Mehedi Masud*, Mohammad Dahman Alshehri, Roobaea Alroobaea and Mohammad Shorfuzzaman

Department of Computer Science, College of Computers and Information Technology, Taif University, P.O. Box 11099, Taif, Saudi Arabia
*Corresponding Author: Mehedi Masud. Email: mmasud@tu.edu.sa
Received: 12 January 2021; Accepted: 11 March 2021

Abstract: In 2020, the world faced an unprecedented pandemic outbreak of coronavirus disease (COVID-19), which causes severe threats to patients suffering from diabetes, kidney problems, and heart problems. A rapid testing mechanism is a primary obstacle to controlling the spread of COVID-19. Current tests focus on the reverse transcription-polymerase chain reaction (RT-PCR). The PCR test takes around 4–6 h to identify COVID-19 patients. Various research has recommended AI-based models leveraging machine learning, deep learning, and neural networks to classify COVID-19 and non-COVID patients from chest X-ray and computerized tomography (CT) scan images. However, no model can be claimed as a standard since models use different datasets. Convolutional neural network (CNN)-based deep learning models are widely used for image analysis to diagnose and classify various diseases. In this research, we develop a CNN-based diagnostic model to detect COVID-19 patients by analyzing the features in CT scan images. This research considered a publicly available CT scan dataset and fed it into the proposed CNN model to classify COVID-19 infected patients. The model achieved 99.76%, 96.10%, and 96% accuracy in training, validation, and test phases, respectively. It achieved scores of 0.986 in area under curve (AUC) and 0.99 in the precision-recall curve (PRC). We compared the model’s performance to that of three state-of-the-art pretrained models (MobileNetV2, InceptionV3, and Xception). The results show that the model can be used as a diagnostic tool for digital healthcare, particularly in COVID-19 chest CT image classification.
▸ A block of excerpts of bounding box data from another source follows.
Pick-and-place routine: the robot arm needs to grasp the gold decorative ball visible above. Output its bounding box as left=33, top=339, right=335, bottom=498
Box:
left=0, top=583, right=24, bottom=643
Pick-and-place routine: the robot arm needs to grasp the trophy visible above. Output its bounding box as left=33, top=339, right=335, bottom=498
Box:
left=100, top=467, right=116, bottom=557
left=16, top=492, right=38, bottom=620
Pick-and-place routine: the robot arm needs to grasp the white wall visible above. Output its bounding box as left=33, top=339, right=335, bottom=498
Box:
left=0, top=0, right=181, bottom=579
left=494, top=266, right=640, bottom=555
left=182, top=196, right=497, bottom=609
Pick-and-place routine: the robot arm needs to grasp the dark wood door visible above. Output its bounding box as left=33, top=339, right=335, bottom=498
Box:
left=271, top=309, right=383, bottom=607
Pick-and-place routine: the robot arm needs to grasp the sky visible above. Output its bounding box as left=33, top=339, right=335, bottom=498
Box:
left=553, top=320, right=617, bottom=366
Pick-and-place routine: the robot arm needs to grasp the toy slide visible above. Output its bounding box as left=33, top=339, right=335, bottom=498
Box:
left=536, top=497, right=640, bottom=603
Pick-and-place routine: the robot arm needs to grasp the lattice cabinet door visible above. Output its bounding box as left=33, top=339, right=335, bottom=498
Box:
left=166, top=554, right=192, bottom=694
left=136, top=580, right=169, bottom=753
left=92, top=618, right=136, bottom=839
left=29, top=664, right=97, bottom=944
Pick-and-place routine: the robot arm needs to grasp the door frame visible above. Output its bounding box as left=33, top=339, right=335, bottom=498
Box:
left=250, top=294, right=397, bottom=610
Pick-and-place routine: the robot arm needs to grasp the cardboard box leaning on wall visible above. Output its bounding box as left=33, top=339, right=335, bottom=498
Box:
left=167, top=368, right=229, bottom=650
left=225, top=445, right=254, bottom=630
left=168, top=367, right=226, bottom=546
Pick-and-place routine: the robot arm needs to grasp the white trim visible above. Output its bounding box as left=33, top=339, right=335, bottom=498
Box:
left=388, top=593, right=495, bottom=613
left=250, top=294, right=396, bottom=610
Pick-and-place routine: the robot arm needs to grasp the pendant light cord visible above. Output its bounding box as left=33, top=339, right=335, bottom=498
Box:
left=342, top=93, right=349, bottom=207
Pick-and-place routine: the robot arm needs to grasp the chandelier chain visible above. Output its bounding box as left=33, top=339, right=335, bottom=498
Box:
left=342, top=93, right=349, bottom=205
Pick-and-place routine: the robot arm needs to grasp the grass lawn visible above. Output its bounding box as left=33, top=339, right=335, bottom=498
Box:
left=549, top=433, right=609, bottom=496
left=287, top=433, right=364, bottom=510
Keywords: Deep learning; healthcare; COVID-19; computer vision; CT images

1  Introduction

COVID-19 is a coronavirus disease that infects humans very quickly. COVID-19 is more infectious and deadly than common coronaviruses. It transmits primarily by human-to-human contact. Humans have not experienced this virus before, and are panicking and acting unpredictably. The main signs of COVID-19 infection are a mild fever, dry cough, and breathing problems [1]. A patient may have other problems such as tiredness, muscle pain, and anosmia. COVID-19 symptoms are mild in most cases, but some patients have higher risk, such as older people, pregnant women, and those with chronic diseases such as diabetes, heart disease, and lung disease.

Suspected COVID-19 patients require quick testing to enable proper treatment, guidance for self-isolation, and tracing of close contacts. Traditional COVID-19 diagnosis involves an RT-PCR test from nose and throat samples. This requires a dedicated kit and a minimum of 24 h to yield an outcome. The test is not entirely reliable, and another RT-PCR test or another kind of test is sometimes required to ensure diagnosis [2]. For an X-ray, a radiographer employs a dedicated machine and applies radiation to generate a 2-D image of the chest. A CT scan uses a computer to merge 2-D X-ray images into a 3-D image. It requires a specialized machine and a specialist radiographer. The CT scan is a common technique to diagnose pneumonia. It is a rapid test that is comparatively easy to accomplish.

Much published research has proposed AI-based models that employ machine learning, deep learning (DL), and neural network techniques to classify COVID-19 and non-COVID patients from chest X-ray and CT scan images, often with promising outcomes. However, these approaches require rigorous testing, and no model can be claimed as a standard, as models use various datasets. Among these, deep learning-based models show promising results. Deep learning models are instrumental in complex tasks, such as extracting hidden key features and identifying areas of interest in images, which facilitates medical image analysis for disease diagnosis. They require no handcrafted feature-extraction.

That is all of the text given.